ロンラレソル-004 早回しの時が、その瞬間に止まった

早回しの時が、その瞬間に止まった。一瞬音が聞こえたような気がしたが、再び、雨粒がビーズになって宙に浮く世界に戻る。

「ほら。行くぞ」

とサテンに言われて、ランレルはゆっくりと立ち上がる。顔に滴があたって、ぴちゃっと音がして、指で払うと、頬の近くで滴が止まる。時間を自在に動かす存在。ランレルは、ふと、『第五皇子』、と言う言葉を思いだした。強盗が放った一言で、第五皇子に刃が当たったらどうすると恐れていた声だった。強盗だったのだろうか、と言う疑問が沸き上がったとたん、狂気のこちらを切り降ろそうとする男の目を思い出し、普通じゃない、兵士や警邏とは思えない、と否定した。


 そして、唐突に、上品な、自分の気替え一つできない、常識がどこかに抜け落ちている青年の顔を思い出したのだった。『第五皇子』。噂では、人前に出てこない皇子だが、それでも、18歳くらいの皇子のはずだ。ほとんど噂にならないほどだが、それでも、商家で押さえておくべき皇子の一人だ。アルラーレが絶対聞きたくない、と言った青年の名前が、アヤだった。ランレルは、睨むように、街を見た。アヤノ皇子、と言う第五皇子の名前を思い出していた。今更だった。こんな機転の利かない商家の者でどうする、と思いながら、ハーレーン商会のペンダントを手にしている青年が、アルラーレがハーレーン商会の一員だと認めた、王家から飛び出した皇子が、あそこにいるのだ、と気が付いたのだった。龍王の庇護の下、と思った途端に背筋がすっと伸びた。それから、アルラーレ様の伯父上の庇護の下、と思い直したのだった。

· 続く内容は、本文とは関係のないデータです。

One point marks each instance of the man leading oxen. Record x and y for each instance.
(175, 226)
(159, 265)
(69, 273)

 ロンラレソルの真ん中の、ハーレーン商会の入口で、青年は、扉をあけ放ったまま、街道を見つめていた。馬はなく、ランレルは、物珍しく初めての街を見回しながら歩いていた。固まっている人を除け、かすむような明かりの向こうの華やかな衣装を見上げ、人がお金を使う場所、と言う風に見ると、贅沢にお金を落としていくのだろうな、と思いながら、見回していた。横を行くサテンは、まっすぐ周囲も見ずに、青年の前へと進む。アヤと呼ばれる青年は、口元を引き締め、まっすぐな目で宙を見つめていた。


 王宮暮らしのこの青年は、龍王陛下としか言わず、ボタン一つ自分で止められないはずが、大通りで、一瞬のうちに見えなくなったサテンをどう思って見送ったのだろう、とランレルは考えた。そして、今、口を引き締めて宙を見る目の力強さを思うと、はかなげに見えたり、頼りなく見えたり、おかしな言動しかしないように見えていたのが、実は、王宮でないからおかしく見えていただけで、実際は、骨のある男なのではないだろうか。見下していた自分こそが、頼りない人間なのではないだろうか。と考えて、顎を引いた。


 目の前の青年は、今はしっかりとした表情で顔を上げて通りを見ている。サテンは当然のような顔で、その固まっている青年の脇を抜けた。ランレルも、青年の脇を通り抜ける。なぜ、時を戻さないのだろう、とランレルは思った。通りをじっと見つめている姿に、声を掛けたい、何か言いたいと思い、また、皇子と言って膝を折って挨拶をきちんとするべきか、いや、隠しているのにそれはない、とあれこれ思いながら、アヤを見た。その心の声に気が付いたのか、と言うようなタイミングで、サテンは振り返ると、

「時を戻せば、痛さと出血で失神するぞ」

と言った。はっとランレルが顔を戻すと、サテンは開け放たれた扉から、奥へ入って行くところだった。そして、部屋の中が見えた。見た瞬間に目を見開いた。端には5人掛けのソファーがあった。その横には、まるで寄せたように、椅子があったり台があったりし、元は客をもてなし商品を広げる為の場所だったのだろう。今は、その場所に部屋の家具を寄せ、商品を広げる大きな机が中央に2つくっつけて並べられ、上にはシーツがかけられていた。脇にはストールのような丸机があり、その上には湯気の立った盥や見るからに清潔な生成りの布が置かれていた。その台の後ろにはロンラレソルの店を預かるバイゼンさんがいた。